No way in or out except by the walk of shame in front of Gretchen’s all too knowing gaze. It’s so management can inspect who comes and goes and when. I attempt to hide behind a cool gaze and pop my head in, like I’m only here to update her and no need to call me in for a full sit-down.
I grip the door, praying that she let’s me off the hook I’m dangling from. “Got it all under control with the Haust case. He agreed that, given his risk for a shark attack death increased after installing the tank, he should seriously consider giving up collecting deadly exotic aquatic animals. So you can call off the insurance guys.”
My boss flashes me a smile as she looks up from some paperwork and motions for me to take a seat.
Okay, damn it, so much for the easy run-by-the-office-update.

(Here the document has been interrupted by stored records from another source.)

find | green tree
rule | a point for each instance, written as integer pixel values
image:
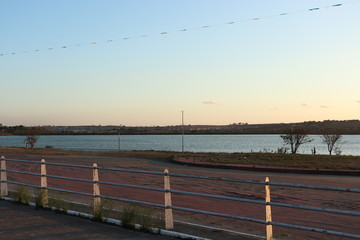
(332, 141)
(295, 137)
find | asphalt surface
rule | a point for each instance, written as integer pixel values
(24, 222)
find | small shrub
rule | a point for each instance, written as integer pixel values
(102, 209)
(60, 203)
(128, 216)
(22, 195)
(40, 198)
(146, 217)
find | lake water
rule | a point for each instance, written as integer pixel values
(192, 143)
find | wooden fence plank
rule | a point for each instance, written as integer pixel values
(269, 232)
(4, 187)
(169, 221)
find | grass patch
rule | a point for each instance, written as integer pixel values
(22, 195)
(103, 209)
(146, 217)
(282, 160)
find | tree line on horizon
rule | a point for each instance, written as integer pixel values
(312, 127)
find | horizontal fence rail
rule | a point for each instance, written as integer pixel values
(167, 191)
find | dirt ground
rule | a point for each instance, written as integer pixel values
(325, 199)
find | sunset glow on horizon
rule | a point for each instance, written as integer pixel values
(141, 63)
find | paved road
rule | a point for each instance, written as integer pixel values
(23, 222)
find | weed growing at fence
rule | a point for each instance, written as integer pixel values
(103, 209)
(146, 217)
(60, 202)
(40, 198)
(22, 195)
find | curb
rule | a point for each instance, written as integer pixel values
(270, 169)
(118, 222)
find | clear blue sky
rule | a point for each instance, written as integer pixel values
(298, 67)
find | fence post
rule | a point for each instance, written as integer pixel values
(169, 221)
(44, 192)
(96, 188)
(4, 189)
(269, 233)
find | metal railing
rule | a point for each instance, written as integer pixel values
(167, 193)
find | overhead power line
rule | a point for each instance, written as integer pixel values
(316, 9)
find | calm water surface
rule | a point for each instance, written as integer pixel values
(192, 143)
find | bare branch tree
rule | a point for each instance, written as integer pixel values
(32, 137)
(331, 140)
(295, 137)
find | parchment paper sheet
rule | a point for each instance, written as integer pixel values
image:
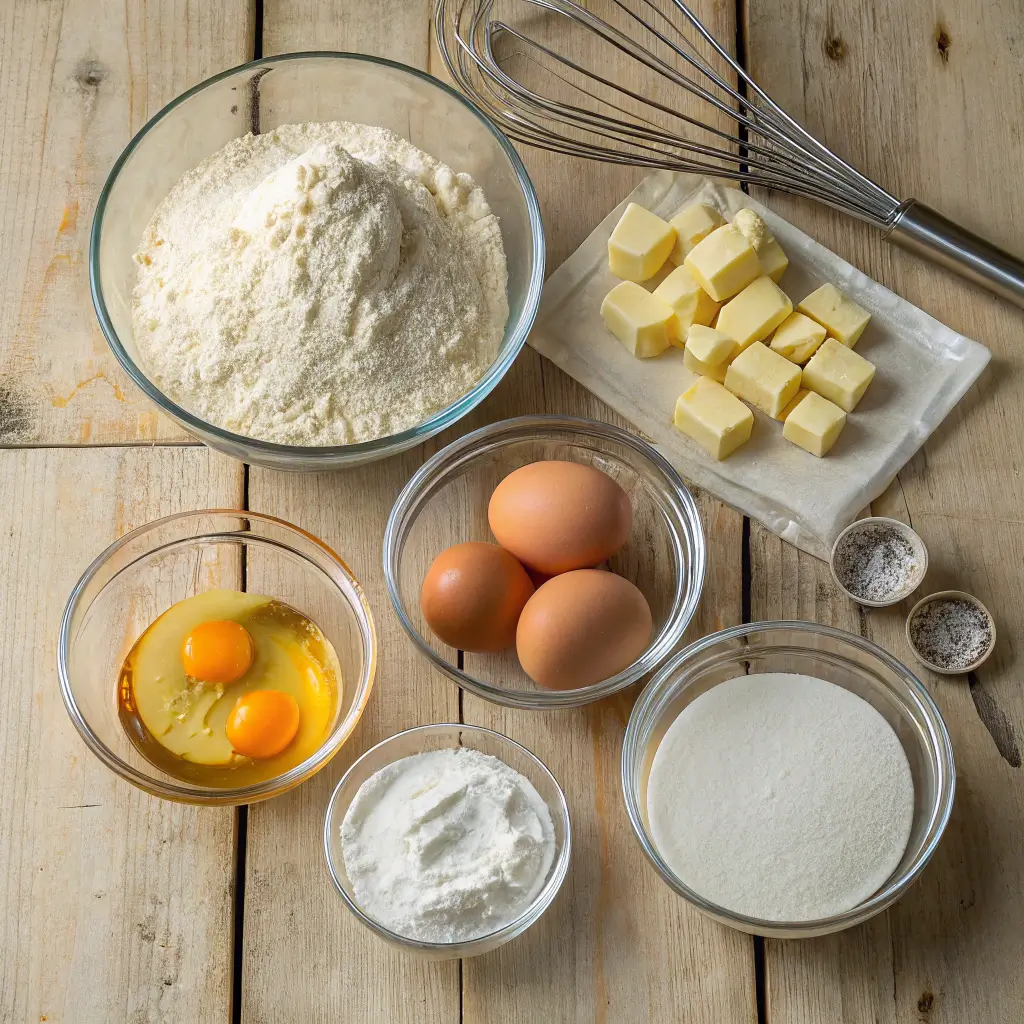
(924, 369)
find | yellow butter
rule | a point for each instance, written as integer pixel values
(773, 259)
(711, 346)
(715, 419)
(704, 369)
(763, 378)
(708, 352)
(639, 245)
(798, 338)
(641, 322)
(689, 302)
(841, 316)
(692, 224)
(755, 312)
(839, 374)
(815, 424)
(801, 395)
(723, 263)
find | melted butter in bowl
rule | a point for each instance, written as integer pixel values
(180, 723)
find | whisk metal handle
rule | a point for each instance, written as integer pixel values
(925, 231)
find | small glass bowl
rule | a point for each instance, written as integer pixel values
(840, 657)
(445, 503)
(286, 89)
(140, 576)
(445, 736)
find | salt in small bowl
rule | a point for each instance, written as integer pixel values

I slowly walk to her fabric mesh overstuffed chair. The one that envelops its victims like a Venus flytrap. There’s a light flute music recording in the background. I’m treated to Gretchen’s side-profile as she tap-taps an email. I relax into the chair like I’m in no hurry to get this over with, taking the opportunity to discreetly tuck my shirt in, run a hand to catch any flyaways from my bun, and straighten my glasses. They tilt back on my face, remaining a fraction askew. I want to rip them from my face, except I need them as a security blanket, not so much to see. My prescription isn’t that major. And my contacts have been itching my eyes. I wonder if I’m allergic to werewolves.